There is a well-known list of comments a homeowner never wants to hear. Statements like, “your A/C unit is dead”, “your foundation is cracked”, or “termites have infested your home” all strike fear in the hearts of anyone paying a mortgage. At or near the top of a homeowner’s worries are the words “your roof needs to be completely replaced.” Replacing a roof is sometimes inevitable, but not a task that any homeowner wants to face. New roofs are always expensive and costs could go up depending on the material you choose.
One of the best ways to avoid those dreaded roof replacement words is to educate yourself about the lifespan of a roof, and steps you can take to stretch that timeline a bit. If you’re purchasing a home, a good home inspector should be able to tell you the current state of the roof and approximately how many years you have left on it.
A roof is definitely ready to be replaced when a seemingly constant stream of shingles fall off after every minor wind and/or rain storm. Missing shingles could be a natural part of owning a shingle roof. Normally, a few damaged or missing shingles can be replaced without a headache. But a mass amount of shingles is a definite sign your roof is on its last leg.
Constant leaks are another clear indicator that the roof is no longer protecting your home like it should be. If you live in an area where repeated snowfall is common. Snow and ice build-up may trap moisture that seeps into your home. This moisture finds the leaks, fills them, then freezes again when the weather turns cold. When the moisture freezes back up it expands the leak, causing small leaks to become big ones. Identifying and stopping leaks, then repairing the damage is smart. But if you find you are doing this often, and there is no end in sight, your roof may need to be replaced.
Mold growth caused by moisture build up under the roof deck may cause serious problems depending on the size of the damage. Constant leaks, leaf, and debris or moss buildup, water vapor build up in the attic, or moisture trapped between the roof deck and shingles can all cause mold growth. If you detect mold growth in large areas of the home, have your roof inspected. If the mold growth has damage that just can’t be fixed, it will need to be replaced.

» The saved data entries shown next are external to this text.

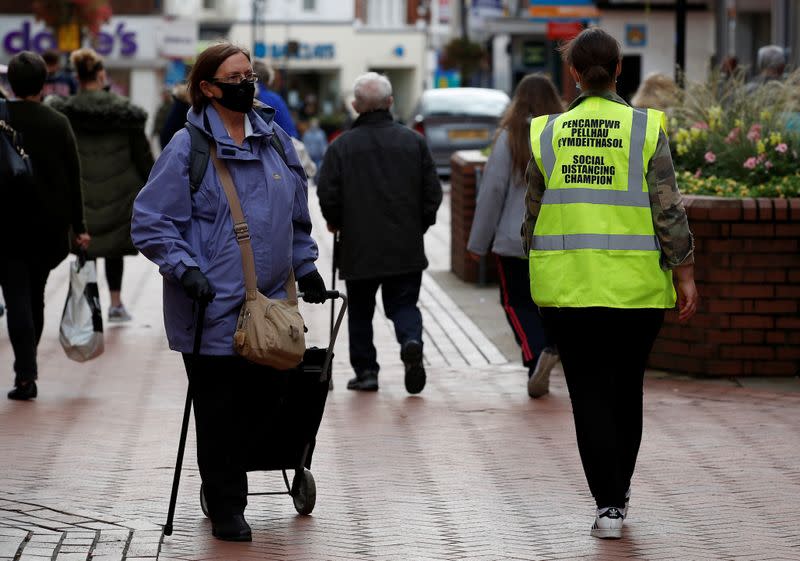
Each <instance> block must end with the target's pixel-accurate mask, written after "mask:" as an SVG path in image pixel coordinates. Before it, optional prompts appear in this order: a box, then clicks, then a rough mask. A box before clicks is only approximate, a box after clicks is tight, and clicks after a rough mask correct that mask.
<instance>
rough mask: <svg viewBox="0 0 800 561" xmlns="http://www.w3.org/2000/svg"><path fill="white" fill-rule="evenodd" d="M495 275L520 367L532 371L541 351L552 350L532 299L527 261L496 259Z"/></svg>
mask: <svg viewBox="0 0 800 561" xmlns="http://www.w3.org/2000/svg"><path fill="white" fill-rule="evenodd" d="M497 275H498V277H499V281H500V304H501V305H502V306H503V311H504V312H505V313H506V319H507V320H508V323H509V325H510V326H511V331H512V332H513V333H514V339H516V341H517V344H518V345H519V346H520V348H521V349H522V364H524V365H525V366H526V367H528V368H531V367H533V366H535V365H536V360H537V359H538V358H539V354H540V353H541V352H542V350H543V349H545V348H547V347H555V342H554V340H553V337H552V334H551V333H550V331H549V330H548V329H546V327H545V325H544V321H543V319H542V316H541V315H540V314H539V307H538V306H537V305H536V304H534V303H533V298H531V282H530V272H529V269H528V260H527V259H520V258H518V257H505V256H502V255H498V256H497Z"/></svg>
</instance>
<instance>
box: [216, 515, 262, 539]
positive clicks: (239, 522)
mask: <svg viewBox="0 0 800 561" xmlns="http://www.w3.org/2000/svg"><path fill="white" fill-rule="evenodd" d="M211 535H212V536H214V537H215V538H217V539H219V540H225V541H229V542H250V541H253V533H252V531H251V530H250V525H249V524H248V523H247V520H245V519H244V515H243V514H233V515H231V516H229V517H226V518H222V519H220V520H217V521H215V522H213V521H212V522H211Z"/></svg>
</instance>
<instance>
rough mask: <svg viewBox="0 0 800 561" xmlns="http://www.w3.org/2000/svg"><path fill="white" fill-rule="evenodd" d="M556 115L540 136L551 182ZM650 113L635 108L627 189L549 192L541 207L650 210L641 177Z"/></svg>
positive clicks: (544, 156)
mask: <svg viewBox="0 0 800 561" xmlns="http://www.w3.org/2000/svg"><path fill="white" fill-rule="evenodd" d="M556 116H557V115H550V116H549V117H548V119H547V124H546V125H545V127H544V130H543V131H542V135H541V137H540V138H541V141H540V142H541V148H542V166H544V169H545V172H546V173H547V178H548V180H549V179H550V177H551V176H552V173H553V168H554V167H555V165H556V156H555V153H554V152H553V127H552V126H550V125H551V123H552V121H553V119H554V118H555V117H556ZM647 118H648V114H647V110H646V109H634V110H633V120H632V122H631V136H630V140H629V144H628V146H629V148H630V152H629V153H628V190H627V191H616V190H613V189H591V188H566V189H547V190H545V193H544V198H543V199H542V204H556V205H559V204H561V205H563V204H573V203H588V204H601V205H616V206H637V207H649V206H650V197H649V195H648V194H647V192H645V191H642V174H643V173H644V156H643V154H642V153H643V151H644V143H645V140H646V137H647Z"/></svg>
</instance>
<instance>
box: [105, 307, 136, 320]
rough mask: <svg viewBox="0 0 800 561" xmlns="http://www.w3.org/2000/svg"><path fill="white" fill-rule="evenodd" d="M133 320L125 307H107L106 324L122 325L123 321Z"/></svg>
mask: <svg viewBox="0 0 800 561" xmlns="http://www.w3.org/2000/svg"><path fill="white" fill-rule="evenodd" d="M132 319H133V318H132V317H131V315H130V314H129V313H128V310H126V309H125V306H123V305H122V304H120V305H119V306H109V308H108V322H109V323H122V322H123V321H131V320H132Z"/></svg>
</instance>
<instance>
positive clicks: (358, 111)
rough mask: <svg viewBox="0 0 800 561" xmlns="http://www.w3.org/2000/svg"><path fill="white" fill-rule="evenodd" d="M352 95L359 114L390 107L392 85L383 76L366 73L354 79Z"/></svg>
mask: <svg viewBox="0 0 800 561" xmlns="http://www.w3.org/2000/svg"><path fill="white" fill-rule="evenodd" d="M353 94H354V95H355V98H356V99H355V102H356V106H357V109H358V112H359V113H368V112H370V111H376V110H378V109H389V107H391V97H392V83H391V82H390V81H389V79H388V78H387V77H386V76H384V75H383V74H378V73H377V72H367V73H366V74H362V75H361V76H359V77H358V78H356V81H355V83H354V84H353Z"/></svg>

Of course, even taking every step possible to protect your roof, such as shingle and flashing repair, leaf and debris removal, will not guarantee it will last forever. Eventually, the forces of wear and tear will weaken the integrity of the roofing material. Shingle roofs typically last at least twenty years. Some higher-end manufacturers offer shingle roofs that will last up to fifty. A tin metal roof will last forty to fifty years. A galvanized steel roof will last a whopping sixty years. Cool roof coatings over shingle roofs will extend a roof already in good condition by ten years.